2. Sign up for a free or nearly-free MOOC. That’s the acronym for the popular Massively Open Online Courses, like Coursera, Udacity, EdX and Lynda. Often offered by top-tier universities, like Stanford and Princeton, MOOCs offer cheap ways to learn from their instructors anytime, anywhere.
3. Check with your employer. Under federal law, employers can offer tax-free education assistance of up to $5,250 in 2013. You might not even need to be studying something directly related to your job to take advantage of this benefit.
But you may need to earn a minimum grade or get your manager’s approval for the curriculum to be eligible for this workplace perk, says Mitchell D. WeissOpens in a new window, adjunct professor of finance at the University of Hartford and co-founder of its Center for Personal Financial Responsibility. Drug Rehab Nashville
Some employers also require you to stay with them for a certain length of time after taking the course or repay the tuition if you leave.
4. Explore community colleges. Their courses usually cost just a few hundred dollars per credit. Especially worth checking out: the American Association of Community Colleges’ Plus 50 Initiative Opens in a new windowat 18 schools across the country, whose curriculum is designed to help students 50 and older train for new jobs.
Exercising and eating healthy is a multi-billion dollar business. Think of all the weight loss formulas, food programs, membership gyms, and workout equipment, and workout apparel that we buy every day to stay healthy and look our best. Here are 11 ways to exercise and stay healthy without spending a lot of money.
Workout at home. With a couple sets of dumbbells, you can do shoulder press, curls, tricep extensions, push-ups, crunches, and lunges.
Buy a workout program. I have heard good things about the P90X workout program. It’s a legitimate program, with 15 different workouts. There are no gimmicks with this workout program. It’s the real deal.
Avoid weight-loss food programs. You don’t need Jenny Craig or Weight Watchers to eat healthy.
Eat out less. Most restaurant food has portions that are too big, and more they make more flavor by inserting fatty ingredients like cheeses, cream based sauces, and butter.
Negotiate a gym membership. They are VERY negotiable.
Get a dog. You’ll spend money taking care of a pet, but the long-term companionship and responsibility of walking them on a regular basis will get you out of the house more and make you go jogging or walking.
Don’t spend money on supplements.
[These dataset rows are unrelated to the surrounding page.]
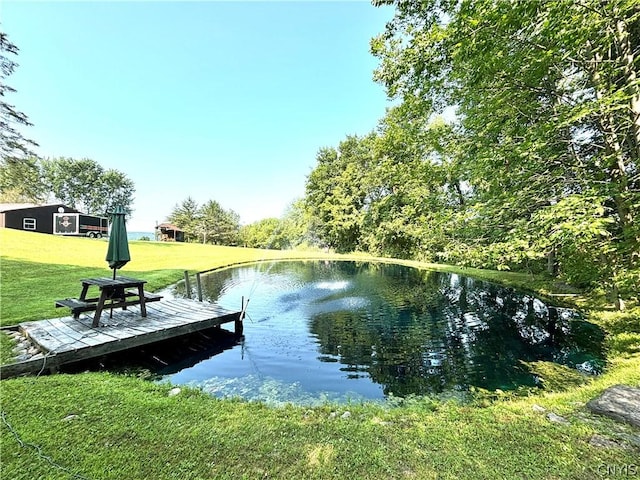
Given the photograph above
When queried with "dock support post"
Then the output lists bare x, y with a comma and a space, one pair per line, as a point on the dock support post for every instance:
239, 326
187, 284
199, 285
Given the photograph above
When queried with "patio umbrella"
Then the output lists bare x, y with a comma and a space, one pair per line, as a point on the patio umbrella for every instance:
118, 250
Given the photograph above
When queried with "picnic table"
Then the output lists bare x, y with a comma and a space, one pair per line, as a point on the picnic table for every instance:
119, 292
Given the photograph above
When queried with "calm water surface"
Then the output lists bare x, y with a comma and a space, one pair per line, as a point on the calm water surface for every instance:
347, 331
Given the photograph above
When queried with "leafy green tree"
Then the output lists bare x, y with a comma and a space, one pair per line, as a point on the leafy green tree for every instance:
548, 104
12, 142
186, 216
209, 223
217, 225
85, 185
336, 194
265, 233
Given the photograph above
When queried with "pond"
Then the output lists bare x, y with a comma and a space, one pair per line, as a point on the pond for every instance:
320, 331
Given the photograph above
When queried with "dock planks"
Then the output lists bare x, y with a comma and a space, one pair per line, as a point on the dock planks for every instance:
66, 340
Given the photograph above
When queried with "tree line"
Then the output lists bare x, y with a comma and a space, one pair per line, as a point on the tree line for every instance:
539, 169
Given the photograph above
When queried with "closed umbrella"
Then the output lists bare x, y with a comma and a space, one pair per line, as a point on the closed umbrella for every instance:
118, 250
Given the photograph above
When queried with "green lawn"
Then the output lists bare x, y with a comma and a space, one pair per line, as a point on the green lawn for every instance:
106, 426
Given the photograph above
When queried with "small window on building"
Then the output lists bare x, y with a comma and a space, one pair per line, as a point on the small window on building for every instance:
29, 223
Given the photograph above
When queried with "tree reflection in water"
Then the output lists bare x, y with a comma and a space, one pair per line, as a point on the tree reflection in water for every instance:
410, 331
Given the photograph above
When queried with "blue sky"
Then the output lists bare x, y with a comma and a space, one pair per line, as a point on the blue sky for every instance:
226, 101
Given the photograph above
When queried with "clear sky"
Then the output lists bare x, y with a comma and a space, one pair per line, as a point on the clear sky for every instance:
225, 101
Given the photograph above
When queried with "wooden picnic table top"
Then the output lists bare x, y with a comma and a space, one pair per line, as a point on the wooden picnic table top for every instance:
120, 281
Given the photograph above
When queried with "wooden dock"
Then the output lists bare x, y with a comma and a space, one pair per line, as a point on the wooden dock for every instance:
67, 340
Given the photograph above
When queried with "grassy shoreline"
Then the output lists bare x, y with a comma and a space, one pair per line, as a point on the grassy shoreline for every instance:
105, 426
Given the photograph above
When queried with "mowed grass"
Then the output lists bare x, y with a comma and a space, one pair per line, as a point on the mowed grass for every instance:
106, 426
37, 269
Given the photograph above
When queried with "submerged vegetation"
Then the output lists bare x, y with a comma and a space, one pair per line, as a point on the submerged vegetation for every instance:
513, 145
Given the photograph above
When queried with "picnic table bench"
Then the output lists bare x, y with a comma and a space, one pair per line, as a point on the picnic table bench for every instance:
120, 292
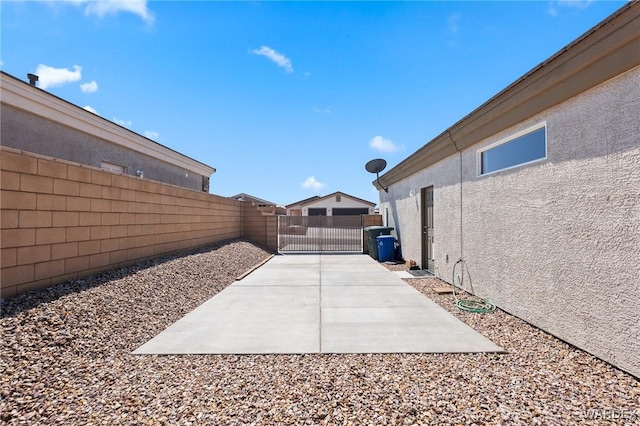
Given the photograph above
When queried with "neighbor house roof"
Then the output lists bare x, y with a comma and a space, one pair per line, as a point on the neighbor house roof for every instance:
317, 198
301, 202
255, 200
27, 97
605, 51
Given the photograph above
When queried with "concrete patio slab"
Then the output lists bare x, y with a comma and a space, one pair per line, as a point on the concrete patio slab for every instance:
318, 303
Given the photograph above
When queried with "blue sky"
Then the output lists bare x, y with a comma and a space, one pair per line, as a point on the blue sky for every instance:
286, 99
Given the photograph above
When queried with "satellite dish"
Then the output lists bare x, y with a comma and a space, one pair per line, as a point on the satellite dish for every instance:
376, 166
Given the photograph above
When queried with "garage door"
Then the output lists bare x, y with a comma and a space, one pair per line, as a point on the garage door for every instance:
354, 211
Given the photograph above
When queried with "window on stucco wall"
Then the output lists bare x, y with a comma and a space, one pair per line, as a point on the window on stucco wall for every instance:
525, 147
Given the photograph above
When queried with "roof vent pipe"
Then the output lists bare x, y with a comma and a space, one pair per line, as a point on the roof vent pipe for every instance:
32, 79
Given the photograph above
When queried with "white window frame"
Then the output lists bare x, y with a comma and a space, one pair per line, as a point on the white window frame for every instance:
508, 139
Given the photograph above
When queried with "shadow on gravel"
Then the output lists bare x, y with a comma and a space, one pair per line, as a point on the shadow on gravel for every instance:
31, 299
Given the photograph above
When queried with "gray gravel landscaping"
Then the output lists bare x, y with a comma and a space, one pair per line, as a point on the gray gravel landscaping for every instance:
66, 359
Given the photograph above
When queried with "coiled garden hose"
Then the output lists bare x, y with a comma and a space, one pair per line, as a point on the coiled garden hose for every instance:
475, 306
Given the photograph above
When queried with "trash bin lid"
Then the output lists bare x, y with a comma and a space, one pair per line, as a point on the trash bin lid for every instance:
376, 228
381, 237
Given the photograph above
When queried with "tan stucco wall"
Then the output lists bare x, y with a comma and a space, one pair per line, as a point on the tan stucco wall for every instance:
556, 243
331, 203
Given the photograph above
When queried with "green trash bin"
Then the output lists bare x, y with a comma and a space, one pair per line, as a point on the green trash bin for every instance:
374, 232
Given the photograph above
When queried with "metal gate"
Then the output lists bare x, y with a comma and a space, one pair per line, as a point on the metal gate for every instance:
319, 233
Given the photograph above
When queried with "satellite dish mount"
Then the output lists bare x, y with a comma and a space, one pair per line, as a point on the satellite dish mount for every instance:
376, 166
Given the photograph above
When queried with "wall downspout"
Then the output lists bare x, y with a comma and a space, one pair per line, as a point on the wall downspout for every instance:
461, 220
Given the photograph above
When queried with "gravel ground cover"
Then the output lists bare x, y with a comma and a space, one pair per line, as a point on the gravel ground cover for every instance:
66, 359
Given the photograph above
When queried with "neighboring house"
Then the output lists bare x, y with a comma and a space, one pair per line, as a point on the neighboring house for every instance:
336, 204
36, 121
264, 206
538, 191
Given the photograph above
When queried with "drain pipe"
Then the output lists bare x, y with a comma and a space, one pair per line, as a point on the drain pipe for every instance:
461, 225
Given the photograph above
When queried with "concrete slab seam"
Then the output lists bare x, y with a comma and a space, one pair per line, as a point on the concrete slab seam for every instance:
238, 278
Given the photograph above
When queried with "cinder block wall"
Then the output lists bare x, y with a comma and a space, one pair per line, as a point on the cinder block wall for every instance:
61, 220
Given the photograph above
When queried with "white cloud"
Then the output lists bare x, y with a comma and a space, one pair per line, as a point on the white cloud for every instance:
51, 77
90, 87
151, 134
312, 183
123, 123
383, 145
278, 58
113, 7
574, 4
453, 23
90, 109
101, 8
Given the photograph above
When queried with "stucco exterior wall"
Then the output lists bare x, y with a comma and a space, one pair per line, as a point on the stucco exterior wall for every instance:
556, 242
30, 132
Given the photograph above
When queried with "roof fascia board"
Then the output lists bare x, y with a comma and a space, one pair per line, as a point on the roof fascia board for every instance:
39, 102
319, 199
606, 51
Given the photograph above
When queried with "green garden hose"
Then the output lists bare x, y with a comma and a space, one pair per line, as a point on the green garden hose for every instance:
475, 306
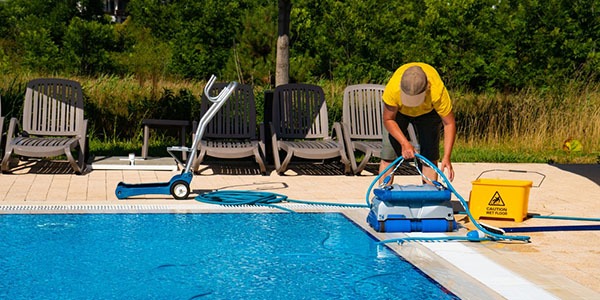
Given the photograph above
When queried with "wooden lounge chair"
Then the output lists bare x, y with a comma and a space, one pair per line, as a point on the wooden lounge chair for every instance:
231, 134
300, 126
53, 123
362, 123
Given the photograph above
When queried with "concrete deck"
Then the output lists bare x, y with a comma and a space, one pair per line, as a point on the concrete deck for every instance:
564, 264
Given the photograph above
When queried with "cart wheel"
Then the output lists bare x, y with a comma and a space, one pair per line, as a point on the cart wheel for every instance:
180, 190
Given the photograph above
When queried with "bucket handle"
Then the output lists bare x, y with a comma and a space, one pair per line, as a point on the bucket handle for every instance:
516, 171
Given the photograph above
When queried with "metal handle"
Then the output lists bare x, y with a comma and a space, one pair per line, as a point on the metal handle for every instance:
218, 101
515, 171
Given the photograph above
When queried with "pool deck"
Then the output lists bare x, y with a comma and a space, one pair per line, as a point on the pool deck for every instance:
555, 264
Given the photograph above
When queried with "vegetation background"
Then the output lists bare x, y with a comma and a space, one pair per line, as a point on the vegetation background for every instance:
523, 74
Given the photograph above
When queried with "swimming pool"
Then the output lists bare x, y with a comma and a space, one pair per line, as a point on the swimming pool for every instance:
214, 256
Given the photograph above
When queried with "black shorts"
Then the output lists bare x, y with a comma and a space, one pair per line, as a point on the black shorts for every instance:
428, 128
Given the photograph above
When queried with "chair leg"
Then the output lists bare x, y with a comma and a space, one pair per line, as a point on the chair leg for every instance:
261, 162
72, 161
364, 162
6, 160
286, 161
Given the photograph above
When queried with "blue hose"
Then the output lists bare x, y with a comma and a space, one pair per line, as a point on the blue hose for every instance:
233, 197
471, 236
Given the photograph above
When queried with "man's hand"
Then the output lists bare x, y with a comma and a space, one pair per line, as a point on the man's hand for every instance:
408, 151
447, 169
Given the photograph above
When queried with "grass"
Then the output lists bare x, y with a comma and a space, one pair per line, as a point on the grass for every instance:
531, 125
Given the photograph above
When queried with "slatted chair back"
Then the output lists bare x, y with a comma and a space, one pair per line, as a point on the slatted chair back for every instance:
53, 107
237, 118
362, 111
300, 112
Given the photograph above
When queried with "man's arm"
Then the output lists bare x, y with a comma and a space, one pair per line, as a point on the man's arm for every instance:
449, 138
389, 121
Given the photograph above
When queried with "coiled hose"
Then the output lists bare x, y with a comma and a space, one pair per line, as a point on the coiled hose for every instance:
236, 197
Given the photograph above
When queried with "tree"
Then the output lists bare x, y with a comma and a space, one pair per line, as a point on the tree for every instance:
282, 72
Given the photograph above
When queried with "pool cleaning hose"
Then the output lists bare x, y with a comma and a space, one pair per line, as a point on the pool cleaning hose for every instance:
481, 234
233, 197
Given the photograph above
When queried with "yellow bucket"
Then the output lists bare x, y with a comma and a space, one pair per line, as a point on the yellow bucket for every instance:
500, 199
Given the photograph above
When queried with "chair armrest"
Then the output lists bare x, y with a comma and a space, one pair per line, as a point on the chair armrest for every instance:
337, 132
13, 129
261, 137
346, 135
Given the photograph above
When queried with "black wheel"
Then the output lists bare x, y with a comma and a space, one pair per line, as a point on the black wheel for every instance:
180, 190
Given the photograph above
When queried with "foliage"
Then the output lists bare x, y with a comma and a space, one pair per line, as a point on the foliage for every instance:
505, 62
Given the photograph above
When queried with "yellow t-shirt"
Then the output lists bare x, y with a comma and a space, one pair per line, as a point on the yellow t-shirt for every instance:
436, 98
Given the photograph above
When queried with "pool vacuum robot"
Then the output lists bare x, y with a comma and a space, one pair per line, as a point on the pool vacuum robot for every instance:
412, 208
179, 185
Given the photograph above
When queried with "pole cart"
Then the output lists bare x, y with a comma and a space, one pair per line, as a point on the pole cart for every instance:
179, 185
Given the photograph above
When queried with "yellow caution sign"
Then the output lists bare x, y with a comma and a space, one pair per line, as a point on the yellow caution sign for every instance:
500, 199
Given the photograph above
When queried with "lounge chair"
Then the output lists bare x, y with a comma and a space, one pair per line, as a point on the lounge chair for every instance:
231, 134
300, 128
52, 125
362, 124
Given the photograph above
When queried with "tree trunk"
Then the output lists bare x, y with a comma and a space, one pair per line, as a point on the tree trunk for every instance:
282, 72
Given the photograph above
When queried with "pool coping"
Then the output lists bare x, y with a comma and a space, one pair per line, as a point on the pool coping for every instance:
469, 270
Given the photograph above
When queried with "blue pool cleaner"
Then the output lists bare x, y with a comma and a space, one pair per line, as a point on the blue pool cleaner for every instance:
179, 185
480, 234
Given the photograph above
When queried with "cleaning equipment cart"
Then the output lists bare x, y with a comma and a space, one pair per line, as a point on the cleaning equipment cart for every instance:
179, 185
409, 208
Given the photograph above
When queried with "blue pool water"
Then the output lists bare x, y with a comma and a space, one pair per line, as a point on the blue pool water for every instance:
209, 256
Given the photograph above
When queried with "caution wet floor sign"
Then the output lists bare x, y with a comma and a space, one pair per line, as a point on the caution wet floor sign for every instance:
500, 199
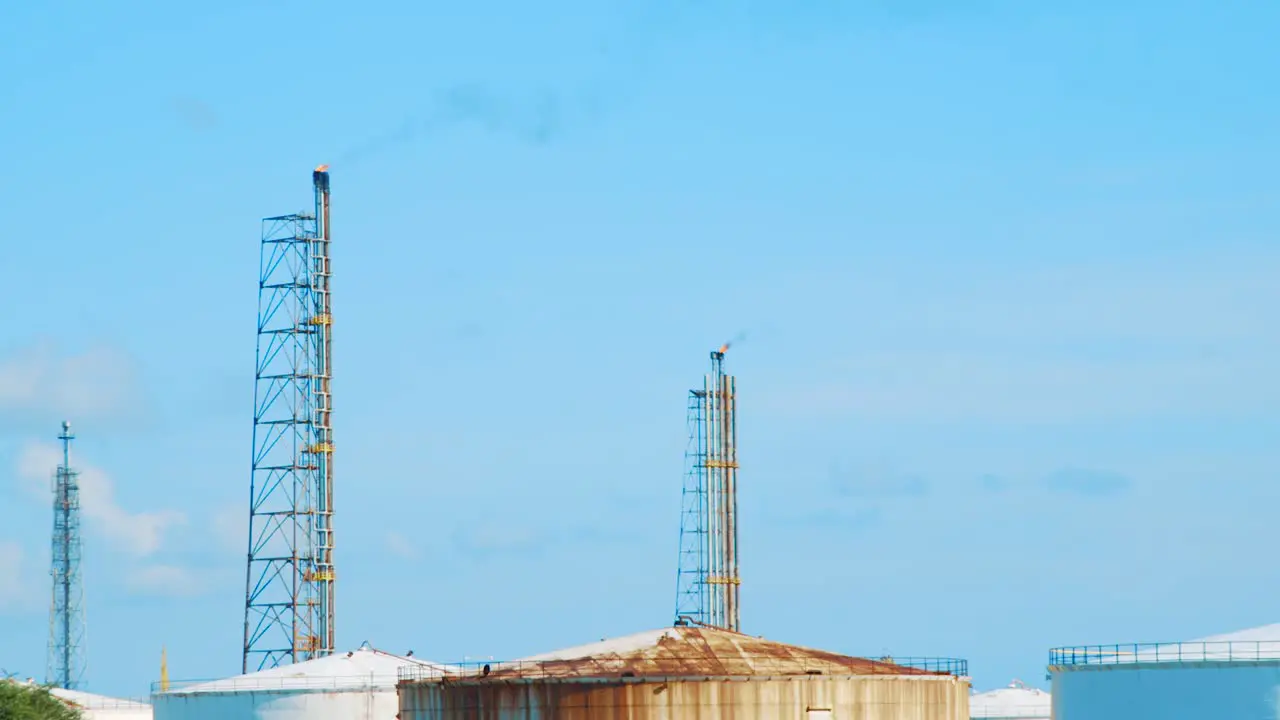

Supplements might help you lose weight quick or bulk up quick, but once you get off them, it’s easy to quickly gain the weight back or become softer.
Get 7 to 8 hours of sleep.
Eat a breakfast full of fiber and protein. Oatmeal and eggs have a lot of fiber and protein, plus they are cheap to make. They will also keep you full until lunch.
Shop at discount retailers for workout apparel and shoes. For shoes, I always check shoe stores like Rack Room, Famous Footwear, and Marshalls.
Buy a bike on Craigslist. Why spend $800 on a new road bike, when you can get a used on for half the price? I found a guy in my neighborhood that rebuilds bikes, and he sold me one for $60!